Diabetes type 1: Incidence, age and sex
Type 1 diabetes is usually diagnosed in children and young adults. About 5 to 10 % of all diabetics have type 1 diabetes. There is no sex predilection of this disease.
Signs and symptoms of diabetes type 1: Diagnosis
The most classical symptoms of type 1 diabetes are frequent urination, unusually increased thirst and hunger, weight loss and fatigue. Other features which can point towards a diagnosis are frequent infections, blurred vision, poor wound healing and tingling in the hands and the feet.
The diagnosis of diabetes is confirmed by finding of raised blood sugar levels. An oral glucose tolerance test may be required. Glycosylated haemoglobin or HbA1c is a measure of average blood glucose levels over last three months.

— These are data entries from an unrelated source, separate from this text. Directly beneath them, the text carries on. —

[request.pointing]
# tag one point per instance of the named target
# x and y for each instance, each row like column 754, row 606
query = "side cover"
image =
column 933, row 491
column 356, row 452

Causes and prevention of diabetes type 1
Diabetes mellitus is caused by the lack of insulin. Insulin is a hormone produced by certain cells called beta cells of the pancreas which is responsible for converting sugar into energy needed for daily life. Type 1 diabetes is caused by the auto-immune destruction of these beta cells, in which body’s own immune cells start attacking the pancreas.
Diabetes type 1: Complications
Diabetes mellitus affects almost every part of the body. Patients with diabetes have two to four times higher risk of heart disease and stroke. It is the leading cause of kidney failure as well as blindness. About 2/3rd of patients with diabetes have some form of nerve damage which sometimes leads to lower limb amputations. Other complications associated with this disease are erectile dysfunction, recurrent skin and urinary infections.

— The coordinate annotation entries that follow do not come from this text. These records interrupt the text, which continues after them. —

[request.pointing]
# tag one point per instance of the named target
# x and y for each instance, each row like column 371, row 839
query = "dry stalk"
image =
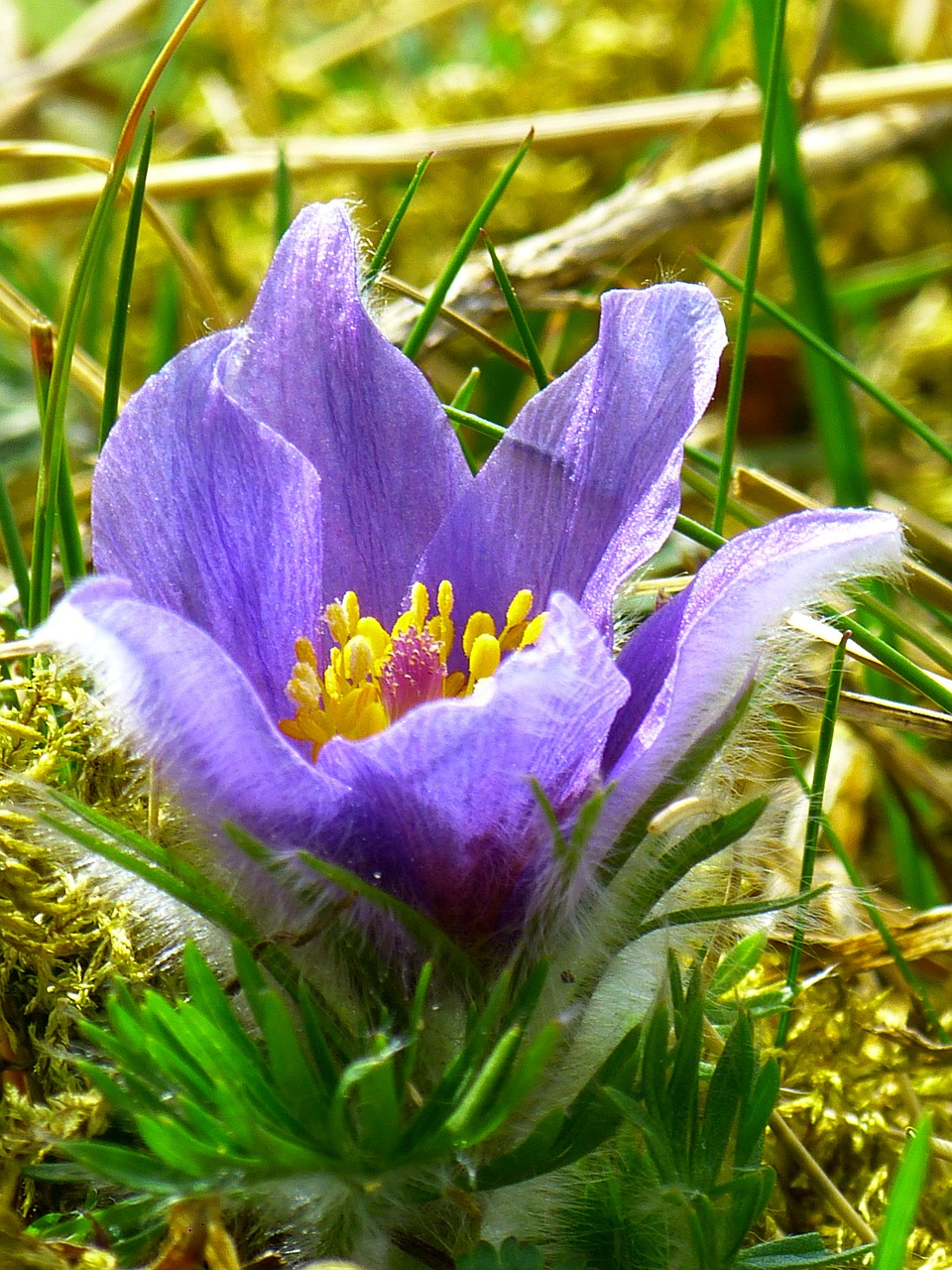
column 846, row 93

A very high blood sugar level can lead to potentially life-threatening acute complications like diabetic ketoacidosis.
Diabetes type 1: Treatment
The mainstay of treatment of type 1 diabetes mellitus is insulin which is essential for survival. Insulin is administered by injection given under the skin. There are newer injection devices which make the task of taking insulin simpler, more convenient and almost painless. Insulin pump is also a very convenient device which provides flexibility with meals. In addition, a regulated and well-balanced diet under the supervision of a nutritionist is of utmost importance. Regular physical exercise which involves at least thirty minutes of aerobic exercise is also important.
Self monitoring of blood glucose with commercially available glucose testing devices is very important to maintain good blood glucose control and also to avoid episodes of low blood glucose or hypoglycaemia.